Friedrich Gerstäcker
Fritz Wildaus Abenteuer zu Wasser und zu Lande
Kapitel 9

Wie Kapitän Brendall seine Passagiere zählte und was der alte Sambo dazu sagte

Der Ausbruch

Am anderen Morgen ganz früh hatten der Kapitän, der Steuermann und Cäsar der Koch eine kurze Beratung zusammen, oder der alte Brendall unterrichtete sie vielmehr von seinem Plan. Ein Ausbruch war, darin stimmten alle überein, nach dem Vorhergegangenen kaum zu vermeiden, wenn man sich nicht der Stärksten und Angesehensten aus der Gruppe erst versicherte. Das zu bewerkstelligen war an diesem Morgen bestimmt. Der Alte schickte dann die Übrigen fort, ihre Männer, wie er es ihnen gesagt hatte, zu postieren. Sie mussten dazu die besten der eigenen Leute nehmen, er selber blieb, ein paar geladene Pistolen vor sich in ein kleines nur leicht bedecktes Kästchen legend, in der Kajüte allein, wohin einige Minuten später Fritz vom Koch geschickt wurde.
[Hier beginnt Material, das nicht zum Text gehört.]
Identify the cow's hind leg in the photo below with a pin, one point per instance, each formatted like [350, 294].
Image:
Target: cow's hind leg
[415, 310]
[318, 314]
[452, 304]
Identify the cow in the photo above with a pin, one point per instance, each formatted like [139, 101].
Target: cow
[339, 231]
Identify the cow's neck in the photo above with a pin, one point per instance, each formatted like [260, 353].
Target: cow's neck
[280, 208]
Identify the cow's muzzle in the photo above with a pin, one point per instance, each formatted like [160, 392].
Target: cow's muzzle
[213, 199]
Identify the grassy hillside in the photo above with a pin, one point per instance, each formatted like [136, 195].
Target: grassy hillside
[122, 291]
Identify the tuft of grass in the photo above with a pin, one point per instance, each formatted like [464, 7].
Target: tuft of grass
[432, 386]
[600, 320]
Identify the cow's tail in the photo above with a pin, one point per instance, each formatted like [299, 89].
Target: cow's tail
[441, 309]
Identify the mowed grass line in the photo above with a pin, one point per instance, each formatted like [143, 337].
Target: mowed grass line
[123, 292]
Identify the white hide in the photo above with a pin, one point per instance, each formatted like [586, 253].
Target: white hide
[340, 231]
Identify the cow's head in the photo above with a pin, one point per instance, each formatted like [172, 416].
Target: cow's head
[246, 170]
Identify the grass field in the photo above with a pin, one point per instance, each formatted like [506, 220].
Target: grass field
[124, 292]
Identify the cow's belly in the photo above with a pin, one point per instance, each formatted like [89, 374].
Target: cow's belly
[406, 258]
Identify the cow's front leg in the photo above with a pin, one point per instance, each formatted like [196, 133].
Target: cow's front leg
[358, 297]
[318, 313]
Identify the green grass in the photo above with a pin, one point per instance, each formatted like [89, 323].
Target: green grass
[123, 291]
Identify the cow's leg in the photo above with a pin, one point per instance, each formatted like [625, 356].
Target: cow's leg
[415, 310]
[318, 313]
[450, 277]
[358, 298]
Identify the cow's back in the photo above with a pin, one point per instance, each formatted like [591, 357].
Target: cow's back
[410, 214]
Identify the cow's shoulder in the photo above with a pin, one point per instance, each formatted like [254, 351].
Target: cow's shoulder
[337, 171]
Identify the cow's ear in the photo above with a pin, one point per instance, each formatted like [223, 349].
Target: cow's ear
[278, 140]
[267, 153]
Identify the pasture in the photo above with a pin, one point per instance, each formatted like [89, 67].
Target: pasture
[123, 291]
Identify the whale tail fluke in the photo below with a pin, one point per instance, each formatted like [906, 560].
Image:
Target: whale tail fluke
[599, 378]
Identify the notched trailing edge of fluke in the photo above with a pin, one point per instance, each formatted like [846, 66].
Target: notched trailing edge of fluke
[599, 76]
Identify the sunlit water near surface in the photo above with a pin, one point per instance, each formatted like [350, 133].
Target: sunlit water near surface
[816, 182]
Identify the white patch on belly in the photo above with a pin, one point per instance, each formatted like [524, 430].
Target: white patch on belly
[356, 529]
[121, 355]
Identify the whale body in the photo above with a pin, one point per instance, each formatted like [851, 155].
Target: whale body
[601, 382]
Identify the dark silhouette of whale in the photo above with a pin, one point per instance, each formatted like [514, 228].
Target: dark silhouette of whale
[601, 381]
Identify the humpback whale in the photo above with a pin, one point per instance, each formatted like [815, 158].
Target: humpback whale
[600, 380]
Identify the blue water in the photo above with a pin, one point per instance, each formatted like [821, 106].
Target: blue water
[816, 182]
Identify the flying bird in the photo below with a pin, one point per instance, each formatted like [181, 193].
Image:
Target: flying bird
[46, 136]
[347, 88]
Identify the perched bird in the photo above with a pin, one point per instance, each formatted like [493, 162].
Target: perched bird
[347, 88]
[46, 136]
Fritz klopfte allerdings das Herz, als er den Befehl erhielt, zum Alten hinunter zu gehen. Er wusste, wenn er auch recht, doch wie er gegen ihn und seine Interessen gehandelt hatte, wie aufgebracht der Alte werden würde, wenn er es erführe. An weitere Gefahr für sich selber dachte er gar nicht. Er erwartete in der Tat nichts Geringeres, als den vollen Zornesausbrach des finsteren Mannes gegen sich gewandt zu sehen, erstaunte aber nicht wenig, als ihn Kapitän Brendall auf das Freundlichste empfing und ihm sagte, sie würden wahrscheinlich hier irgendwo an der Küste einmal anlaufen müssen, um frisches Wasser aufzunehmen. Er wolle deshalb seine Passagiere einmal aufschreiben, wo sie her wären, wie sie hießen und wie alt sie seien, da er die Liste in jedem Hafen, der Ordnung wegen, vorzeigen müsse. Heute Morgen wär es nun so still und ruhig auf dem Wasser, und Fritz solle vorgehen und die Leute hinterherschicken.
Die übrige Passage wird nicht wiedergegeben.